Le chiffre est interpellant: 37,9% des doctorants inscrits à l’Université Libre de Bruxelles (ULB) et à l’Université Catholique de Louvain (UCL) ont jeté l’éponge en cours de route. Après huit années de suivi, alors qu’un doctorat se boucle en général en quatre ans, ces chercheurs disparaissent des radars sans défendre leur thèse. Un taux d’abandon élevé.
Ce chiffre est un des enseignements clés du projet ROPe (Research on PhD), qui vient de se terminer. ROPe est un projet de recherche conjoint mené par des équipes de chercheurs de l’ULB et de l’UCL et financé par le Fonds de la Recherche scientifique FRS-F.N.R.S.
Une recherche, trois volets
« Lors de nos travaux, nous avons réalisé une analyse du parcours de l’ensemble des étudiants ayant entamé un doctorat entre 2004 et 2012 au sein de nos deux universités », précise le Pr Olivier Klein, qui dirige le centre de psychologie sociale et interculturelle, à l’ULB, un des quatre coordinateurs du projet.
Le projet ROPe ne s’est bien entendu pas limité à la seule collecte et analyse des chiffres d’inscriptions au doctorat dans ces deux universités.
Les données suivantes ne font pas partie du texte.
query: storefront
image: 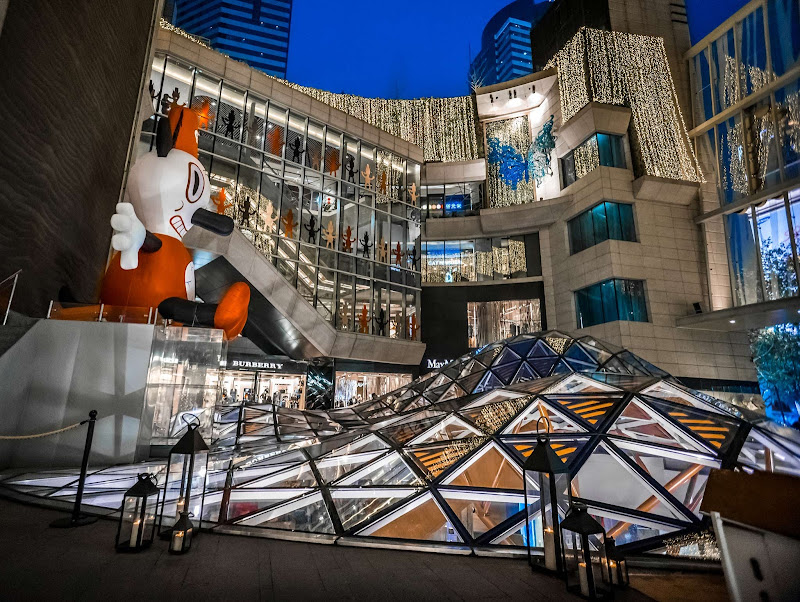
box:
[334,371,412,408]
[220,354,308,410]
Il a été complété par des entretiens avec d’anciens doctorants de l’UCL et de l’ULB qui ont obtenu leur doctorat ou qui ont arrêté en cours de route. Il a également donné lieu à une étude via un questionnaire en ligne.
Identification des facteurs de risques
Les chercheurs ont tenté de déceler les raisons qui mènent un doctorant à persévérer ou au contraire à abandonner en cours de route. De multiples facteurs ont été étudiés: leur environnement sociodémographique, leur parcours antérieur (leur grade en fin de master notamment), leur contexte professionnel, les domaines dans lesquels ils mènent leurs recherches.
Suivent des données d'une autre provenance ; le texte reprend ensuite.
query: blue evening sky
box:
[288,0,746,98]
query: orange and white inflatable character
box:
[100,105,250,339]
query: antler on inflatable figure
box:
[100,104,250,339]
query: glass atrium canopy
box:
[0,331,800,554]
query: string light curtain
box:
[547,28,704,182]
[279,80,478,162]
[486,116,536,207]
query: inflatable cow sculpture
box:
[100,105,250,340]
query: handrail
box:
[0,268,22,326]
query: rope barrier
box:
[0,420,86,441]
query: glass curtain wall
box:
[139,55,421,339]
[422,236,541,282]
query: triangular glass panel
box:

Les chercheurs identifient les principaux facteurs de risques qui peuvent mener à l’abandon d’une thèse.
- – Le financement du doctorat: les doctorants disposant d’une bourse ont davantage tendance à boucler leur thèse
- – La vie de famille: le doctorant en couple est davantage persévérant
- – l’âge: les chercheurs qui entament une thèse avant l’âge de 26 ans présentent moins de risques d’abandon
- – Le grade en fin de master: au plus bas est ce grade, au plus le risque d’abandon augmente
- – La nationalité: les « Belges » bouclent davantage leur doctorat que les Européens, qui se classent eux mieux que les étudiants étrangers non européens
Bien entendu, l’accumulation de facteurs de risques fait grimper le taux d’abandon
Le doctorat, un risque… pour la santé mentale
En Flandre, les études de l’Ecoom livrent une autre information intéressante concernant les doctorants. Elle concerne les risques qui les guettent en matière de santé mentale.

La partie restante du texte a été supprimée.